Rosie, taking a deep breath, said, “I can’t work with Tanya any longer. She doesn’t want to work with me, and the fact that she called this meeting and expressly excluded me is reason enough to think that we’ve come to an impasse. Everyone here is familiar with our work. I’m going down to the lounge for a drink. You all just stay here and let me know when you reach a decision.”

“You’re giving us an ultimatum?” the elderly man asked gruffly.
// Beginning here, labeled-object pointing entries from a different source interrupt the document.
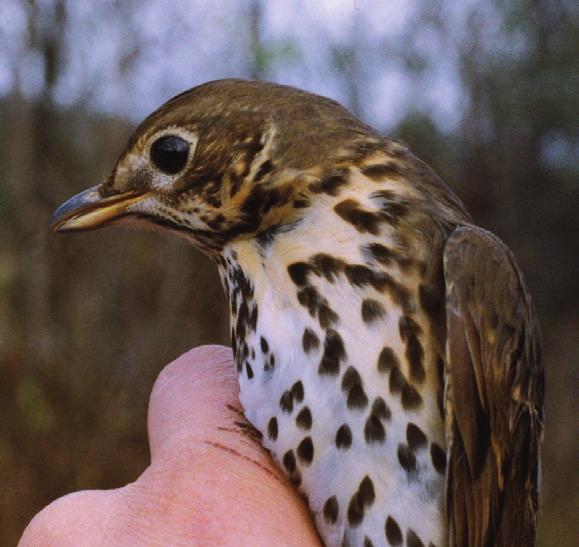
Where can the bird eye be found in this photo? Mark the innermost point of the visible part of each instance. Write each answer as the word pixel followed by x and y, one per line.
pixel 169 154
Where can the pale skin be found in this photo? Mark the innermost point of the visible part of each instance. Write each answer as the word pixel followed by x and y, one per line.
pixel 208 483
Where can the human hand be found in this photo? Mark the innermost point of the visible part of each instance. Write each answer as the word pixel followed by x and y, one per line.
pixel 209 483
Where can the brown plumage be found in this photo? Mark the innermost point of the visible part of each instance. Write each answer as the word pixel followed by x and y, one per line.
pixel 494 394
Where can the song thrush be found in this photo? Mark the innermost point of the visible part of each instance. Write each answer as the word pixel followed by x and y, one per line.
pixel 386 347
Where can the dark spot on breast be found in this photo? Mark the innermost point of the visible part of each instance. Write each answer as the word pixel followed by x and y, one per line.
pixel 415 436
pixel 344 437
pixel 351 377
pixel 408 326
pixel 393 532
pixel 306 450
pixel 309 298
pixel 304 418
pixel 286 403
pixel 371 310
pixel 297 391
pixel 374 431
pixel 406 457
pixel 310 341
pixel 438 458
pixel 379 171
pixel 380 409
pixel 380 253
pixel 289 461
pixel 264 345
pixel 272 429
pixel 396 382
pixel 331 510
pixel 361 500
pixel 412 540
pixel 327 266
pixel 357 397
pixel 355 511
pixel 298 272
pixel 326 316
pixel 331 183
pixel 387 360
pixel 414 355
pixel 296 478
pixel 263 170
pixel 359 275
pixel 431 301
pixel 411 399
pixel 301 203
pixel 334 353
pixel 366 491
pixel 364 221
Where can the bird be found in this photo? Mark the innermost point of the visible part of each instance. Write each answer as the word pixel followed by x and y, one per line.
pixel 386 347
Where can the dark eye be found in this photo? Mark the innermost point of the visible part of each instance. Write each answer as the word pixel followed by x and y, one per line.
pixel 169 154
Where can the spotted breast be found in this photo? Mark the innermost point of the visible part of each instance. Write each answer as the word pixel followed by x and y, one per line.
pixel 386 348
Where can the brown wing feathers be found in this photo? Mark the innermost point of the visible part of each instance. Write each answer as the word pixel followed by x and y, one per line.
pixel 494 394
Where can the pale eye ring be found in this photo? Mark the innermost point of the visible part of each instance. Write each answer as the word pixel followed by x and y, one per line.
pixel 169 154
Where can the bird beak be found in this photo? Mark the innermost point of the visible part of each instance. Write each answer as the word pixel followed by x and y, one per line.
pixel 88 210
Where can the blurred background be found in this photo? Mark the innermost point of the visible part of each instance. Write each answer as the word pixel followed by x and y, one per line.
pixel 485 91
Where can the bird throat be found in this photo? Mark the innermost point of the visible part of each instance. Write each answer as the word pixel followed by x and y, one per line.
pixel 337 369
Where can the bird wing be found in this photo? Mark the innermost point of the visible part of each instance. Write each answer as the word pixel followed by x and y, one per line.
pixel 493 394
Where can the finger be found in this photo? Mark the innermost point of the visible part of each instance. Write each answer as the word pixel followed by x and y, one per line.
pixel 197 393
pixel 209 482
pixel 195 420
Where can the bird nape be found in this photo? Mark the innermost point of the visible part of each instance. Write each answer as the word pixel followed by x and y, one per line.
pixel 385 347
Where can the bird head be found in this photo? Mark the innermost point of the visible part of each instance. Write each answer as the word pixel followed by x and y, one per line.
pixel 228 159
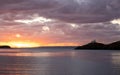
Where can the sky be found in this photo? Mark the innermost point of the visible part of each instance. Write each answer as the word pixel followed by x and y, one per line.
pixel 58 22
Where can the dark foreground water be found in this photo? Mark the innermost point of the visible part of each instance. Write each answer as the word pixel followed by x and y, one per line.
pixel 58 61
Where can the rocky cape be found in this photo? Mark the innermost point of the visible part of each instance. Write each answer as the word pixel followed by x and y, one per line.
pixel 100 46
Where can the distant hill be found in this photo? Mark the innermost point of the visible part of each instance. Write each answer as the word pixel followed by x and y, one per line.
pixel 4 47
pixel 99 46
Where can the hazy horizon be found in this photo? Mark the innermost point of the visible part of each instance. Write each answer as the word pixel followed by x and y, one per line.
pixel 33 23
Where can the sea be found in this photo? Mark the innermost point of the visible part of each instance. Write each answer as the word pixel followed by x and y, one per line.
pixel 59 61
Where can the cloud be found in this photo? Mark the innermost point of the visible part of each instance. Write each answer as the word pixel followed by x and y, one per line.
pixel 76 11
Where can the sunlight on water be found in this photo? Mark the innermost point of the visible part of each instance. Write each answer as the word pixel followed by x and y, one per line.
pixel 59 62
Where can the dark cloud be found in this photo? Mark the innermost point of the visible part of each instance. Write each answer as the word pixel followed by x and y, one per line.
pixel 77 11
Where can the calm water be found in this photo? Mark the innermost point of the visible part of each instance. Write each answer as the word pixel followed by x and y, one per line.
pixel 58 61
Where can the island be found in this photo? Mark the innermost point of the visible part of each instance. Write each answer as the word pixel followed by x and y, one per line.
pixel 100 46
pixel 4 47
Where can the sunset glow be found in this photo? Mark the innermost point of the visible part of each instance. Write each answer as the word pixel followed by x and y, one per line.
pixel 21 44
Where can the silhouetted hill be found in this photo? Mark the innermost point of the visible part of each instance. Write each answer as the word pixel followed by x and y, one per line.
pixel 5 46
pixel 99 46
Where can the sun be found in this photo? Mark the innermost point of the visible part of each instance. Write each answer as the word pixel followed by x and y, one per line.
pixel 18 35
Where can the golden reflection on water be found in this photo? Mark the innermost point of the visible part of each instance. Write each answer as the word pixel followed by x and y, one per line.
pixel 33 54
pixel 116 63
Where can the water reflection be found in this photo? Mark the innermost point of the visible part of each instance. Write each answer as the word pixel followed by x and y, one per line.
pixel 116 63
pixel 25 62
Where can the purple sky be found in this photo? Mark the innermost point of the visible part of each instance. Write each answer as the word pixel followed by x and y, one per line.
pixel 60 21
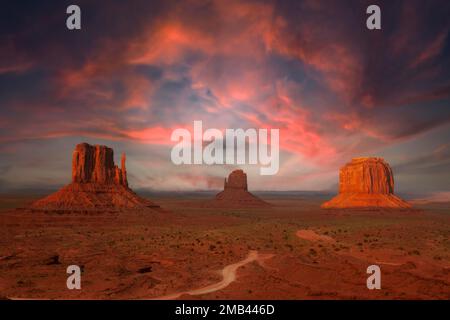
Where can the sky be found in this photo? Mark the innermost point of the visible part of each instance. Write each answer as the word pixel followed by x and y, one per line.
pixel 137 70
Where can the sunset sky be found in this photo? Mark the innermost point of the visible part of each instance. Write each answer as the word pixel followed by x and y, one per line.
pixel 139 69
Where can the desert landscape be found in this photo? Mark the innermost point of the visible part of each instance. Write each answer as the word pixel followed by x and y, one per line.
pixel 189 246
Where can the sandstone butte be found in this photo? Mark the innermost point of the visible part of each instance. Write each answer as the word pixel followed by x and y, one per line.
pixel 97 185
pixel 236 194
pixel 366 183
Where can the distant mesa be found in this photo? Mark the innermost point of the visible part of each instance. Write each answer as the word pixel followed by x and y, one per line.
pixel 366 183
pixel 235 193
pixel 97 185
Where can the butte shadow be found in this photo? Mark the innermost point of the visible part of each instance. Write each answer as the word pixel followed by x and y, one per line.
pixel 366 183
pixel 98 185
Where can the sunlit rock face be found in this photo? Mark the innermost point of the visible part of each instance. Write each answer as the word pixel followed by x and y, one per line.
pixel 97 185
pixel 95 164
pixel 366 182
pixel 235 193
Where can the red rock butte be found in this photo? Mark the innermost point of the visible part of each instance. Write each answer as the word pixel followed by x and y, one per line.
pixel 235 193
pixel 366 183
pixel 97 185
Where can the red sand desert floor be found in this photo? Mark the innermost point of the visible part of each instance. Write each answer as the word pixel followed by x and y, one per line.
pixel 293 250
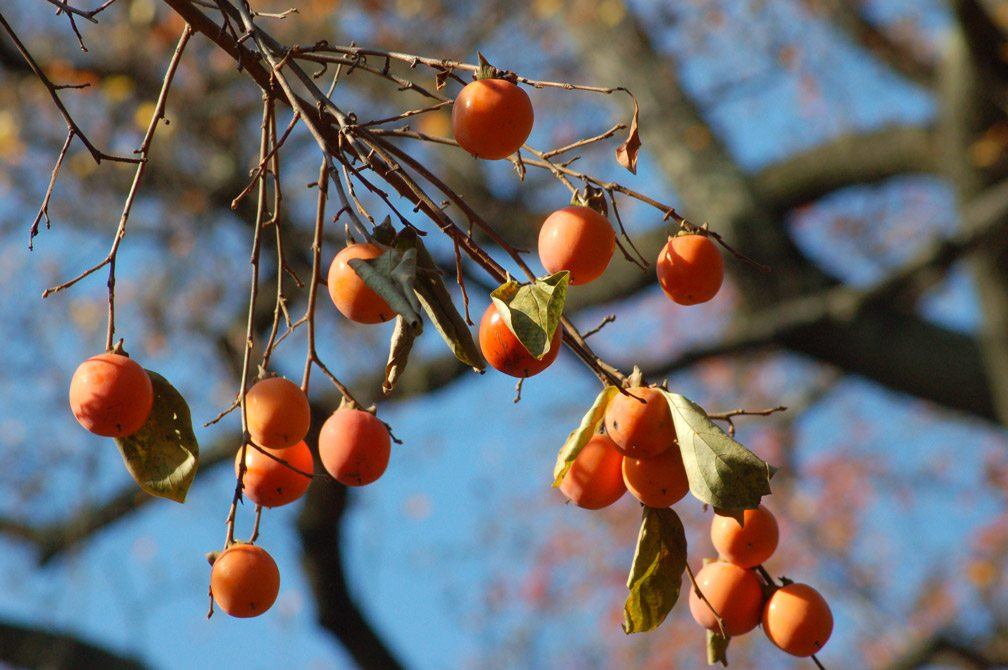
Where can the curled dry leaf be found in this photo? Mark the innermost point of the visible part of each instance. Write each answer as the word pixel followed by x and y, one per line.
pixel 163 454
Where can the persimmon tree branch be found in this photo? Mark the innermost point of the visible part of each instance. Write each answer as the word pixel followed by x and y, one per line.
pixel 72 124
pixel 30 647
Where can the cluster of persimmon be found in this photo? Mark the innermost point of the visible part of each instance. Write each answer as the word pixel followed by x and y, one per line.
pixel 639 452
pixel 354 447
pixel 112 395
pixel 794 617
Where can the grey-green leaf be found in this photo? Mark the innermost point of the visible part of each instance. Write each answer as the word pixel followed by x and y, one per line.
pixel 579 436
pixel 656 572
pixel 163 454
pixel 532 311
pixel 436 302
pixel 400 345
pixel 392 276
pixel 722 473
“I’m telling you to face reality. One of us has to go. We can’t do the work we’re here to do if we can’t get along with one another. If you agree with Tanya that I’m an undesirable element, I’ll graciously resign, on the spot.” With that, Rosie turned, I opened the door for her, and we left. She glanced at me outside in the hallway, her fierceness dissipating. Then she shrugged and led the way downstairs.

“How was I?” she asked, sliding up to the bar.

“Formidable.” She ordered a cognac. I ordered a Diet Pepsi.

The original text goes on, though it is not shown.